Taiwan will review an agreement signed with the US to ensure Taiwanese diplomats in the US eventually enjoy full diplomatic immunity, Representative to the US Jason Yuan (袁健生) said on Saturday.
The right of “inviolability of the person” of Taiwanese diplomats in the US will be Taiwan’s focus of discussions, Yuan said.
His remarks come in the wake of the detention of a Taiwanese diplomat on labor fraud charges.
Jacqueline Liu (劉姍姍), director of the Taipei Economic and Cultural Office in Kansas City, Missouri, has been detained since Nov. 10 on charges of overworking and underpaying Philippine housekeepers.

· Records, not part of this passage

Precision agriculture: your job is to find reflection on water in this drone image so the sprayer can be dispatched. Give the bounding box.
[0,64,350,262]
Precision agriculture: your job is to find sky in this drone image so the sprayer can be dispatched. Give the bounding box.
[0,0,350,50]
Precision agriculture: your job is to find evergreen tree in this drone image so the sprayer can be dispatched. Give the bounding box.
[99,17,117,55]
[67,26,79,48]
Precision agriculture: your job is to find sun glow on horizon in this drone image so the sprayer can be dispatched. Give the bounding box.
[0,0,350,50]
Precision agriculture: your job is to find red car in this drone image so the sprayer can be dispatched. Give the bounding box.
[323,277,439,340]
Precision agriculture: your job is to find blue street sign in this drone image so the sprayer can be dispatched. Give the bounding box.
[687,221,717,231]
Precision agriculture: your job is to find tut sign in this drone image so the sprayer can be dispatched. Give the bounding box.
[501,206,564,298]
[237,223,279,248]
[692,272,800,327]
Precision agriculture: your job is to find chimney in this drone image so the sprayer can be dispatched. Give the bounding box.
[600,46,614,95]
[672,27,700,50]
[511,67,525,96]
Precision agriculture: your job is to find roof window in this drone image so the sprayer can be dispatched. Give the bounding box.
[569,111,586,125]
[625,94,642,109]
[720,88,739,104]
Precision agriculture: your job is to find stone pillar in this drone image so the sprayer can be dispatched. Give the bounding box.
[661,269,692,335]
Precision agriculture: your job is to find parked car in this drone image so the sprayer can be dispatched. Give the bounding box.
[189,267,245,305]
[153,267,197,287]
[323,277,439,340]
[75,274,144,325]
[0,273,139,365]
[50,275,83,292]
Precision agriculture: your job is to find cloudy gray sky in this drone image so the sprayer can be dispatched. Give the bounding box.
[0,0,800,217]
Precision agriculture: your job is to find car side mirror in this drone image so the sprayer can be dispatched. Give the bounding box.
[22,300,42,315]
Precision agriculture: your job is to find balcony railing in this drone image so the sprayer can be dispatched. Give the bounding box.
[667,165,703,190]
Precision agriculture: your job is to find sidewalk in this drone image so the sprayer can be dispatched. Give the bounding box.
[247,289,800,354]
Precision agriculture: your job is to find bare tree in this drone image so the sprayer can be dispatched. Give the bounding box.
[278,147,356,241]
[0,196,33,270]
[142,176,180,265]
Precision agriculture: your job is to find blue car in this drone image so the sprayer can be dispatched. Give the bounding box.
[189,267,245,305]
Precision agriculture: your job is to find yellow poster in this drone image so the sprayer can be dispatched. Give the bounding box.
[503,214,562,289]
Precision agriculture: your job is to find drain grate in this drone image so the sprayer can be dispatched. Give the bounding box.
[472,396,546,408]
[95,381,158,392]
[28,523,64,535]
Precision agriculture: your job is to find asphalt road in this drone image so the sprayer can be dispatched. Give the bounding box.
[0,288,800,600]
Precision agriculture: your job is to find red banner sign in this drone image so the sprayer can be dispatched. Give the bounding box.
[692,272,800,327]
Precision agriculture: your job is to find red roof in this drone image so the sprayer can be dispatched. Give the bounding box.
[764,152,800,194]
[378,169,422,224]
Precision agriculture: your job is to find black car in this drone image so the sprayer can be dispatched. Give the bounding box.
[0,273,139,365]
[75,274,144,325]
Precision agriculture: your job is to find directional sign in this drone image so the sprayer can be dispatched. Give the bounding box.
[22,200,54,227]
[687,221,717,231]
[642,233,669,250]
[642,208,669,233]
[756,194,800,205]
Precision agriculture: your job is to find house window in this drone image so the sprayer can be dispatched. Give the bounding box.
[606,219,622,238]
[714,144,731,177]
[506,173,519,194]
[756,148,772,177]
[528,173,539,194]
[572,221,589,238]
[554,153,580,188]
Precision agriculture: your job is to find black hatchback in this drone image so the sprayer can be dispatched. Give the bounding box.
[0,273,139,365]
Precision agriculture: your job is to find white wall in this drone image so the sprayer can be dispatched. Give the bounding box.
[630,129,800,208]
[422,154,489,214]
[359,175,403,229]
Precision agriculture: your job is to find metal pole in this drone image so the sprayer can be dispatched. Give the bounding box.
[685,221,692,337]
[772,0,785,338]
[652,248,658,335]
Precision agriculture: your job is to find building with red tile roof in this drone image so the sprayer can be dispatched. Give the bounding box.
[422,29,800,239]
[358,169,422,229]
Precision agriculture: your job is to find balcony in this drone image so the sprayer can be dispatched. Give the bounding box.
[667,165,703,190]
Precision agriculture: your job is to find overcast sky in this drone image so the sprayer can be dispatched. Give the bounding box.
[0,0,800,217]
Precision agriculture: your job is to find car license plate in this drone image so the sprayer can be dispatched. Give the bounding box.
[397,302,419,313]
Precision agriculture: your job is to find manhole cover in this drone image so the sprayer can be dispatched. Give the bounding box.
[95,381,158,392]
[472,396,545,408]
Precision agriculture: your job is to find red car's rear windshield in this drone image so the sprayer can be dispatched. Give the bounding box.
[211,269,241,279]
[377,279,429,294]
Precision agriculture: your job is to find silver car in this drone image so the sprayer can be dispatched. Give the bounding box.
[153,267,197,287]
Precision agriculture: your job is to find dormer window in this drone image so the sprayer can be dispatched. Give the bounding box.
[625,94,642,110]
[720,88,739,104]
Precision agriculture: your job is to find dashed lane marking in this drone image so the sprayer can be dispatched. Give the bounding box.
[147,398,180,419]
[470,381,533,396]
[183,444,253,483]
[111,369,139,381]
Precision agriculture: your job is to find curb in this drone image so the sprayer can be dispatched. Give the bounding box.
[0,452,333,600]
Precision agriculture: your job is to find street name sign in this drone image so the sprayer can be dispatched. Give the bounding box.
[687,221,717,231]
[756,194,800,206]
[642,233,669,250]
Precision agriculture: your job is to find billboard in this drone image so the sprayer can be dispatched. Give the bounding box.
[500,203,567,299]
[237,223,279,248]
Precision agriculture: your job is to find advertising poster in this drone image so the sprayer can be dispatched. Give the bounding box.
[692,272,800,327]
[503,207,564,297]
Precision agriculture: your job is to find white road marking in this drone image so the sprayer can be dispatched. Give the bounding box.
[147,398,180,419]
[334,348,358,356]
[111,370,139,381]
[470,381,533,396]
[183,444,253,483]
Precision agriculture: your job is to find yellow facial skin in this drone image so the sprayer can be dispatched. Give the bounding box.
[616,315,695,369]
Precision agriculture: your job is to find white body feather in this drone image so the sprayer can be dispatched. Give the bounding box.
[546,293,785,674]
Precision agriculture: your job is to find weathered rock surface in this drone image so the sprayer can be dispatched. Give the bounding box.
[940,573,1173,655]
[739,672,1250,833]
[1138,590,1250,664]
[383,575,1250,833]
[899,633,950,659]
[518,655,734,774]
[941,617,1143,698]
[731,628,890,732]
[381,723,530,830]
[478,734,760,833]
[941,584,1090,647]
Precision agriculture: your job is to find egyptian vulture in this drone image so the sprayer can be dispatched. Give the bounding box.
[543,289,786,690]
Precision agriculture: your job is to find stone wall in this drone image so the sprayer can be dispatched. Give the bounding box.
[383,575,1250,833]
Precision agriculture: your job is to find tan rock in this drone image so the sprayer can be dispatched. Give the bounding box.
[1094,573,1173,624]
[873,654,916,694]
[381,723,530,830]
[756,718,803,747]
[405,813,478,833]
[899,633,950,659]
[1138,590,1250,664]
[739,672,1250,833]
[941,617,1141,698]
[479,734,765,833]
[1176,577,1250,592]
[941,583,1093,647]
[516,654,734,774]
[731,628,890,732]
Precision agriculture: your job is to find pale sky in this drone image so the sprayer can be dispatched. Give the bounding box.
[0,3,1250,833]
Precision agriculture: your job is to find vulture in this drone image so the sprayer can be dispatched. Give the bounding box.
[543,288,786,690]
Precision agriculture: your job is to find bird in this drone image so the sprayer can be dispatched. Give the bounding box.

The case sparked a legal dispute between Taiwan and the US over diplomatic immunity. Taiwan has argued that Liu should be granted immunity, while the US says Liu enjoys a status similar to that of consular officers, which means she has immunity only for acts performed within the scope of her authorized functions.
Yuan said an agreement on privileges, exemptions and immunities signed by Taiwan and the US in 1980 was far from perfect and that the two sides were willing to review the pact. The representative office will continue to correspond with the US Department of State on the matter, he said.
“This would be mutually beneficial. What is good for Taiwan will also be good for the American Institute in Taiwan, and we hope to find a way that will be good once and for all,” Yuan said.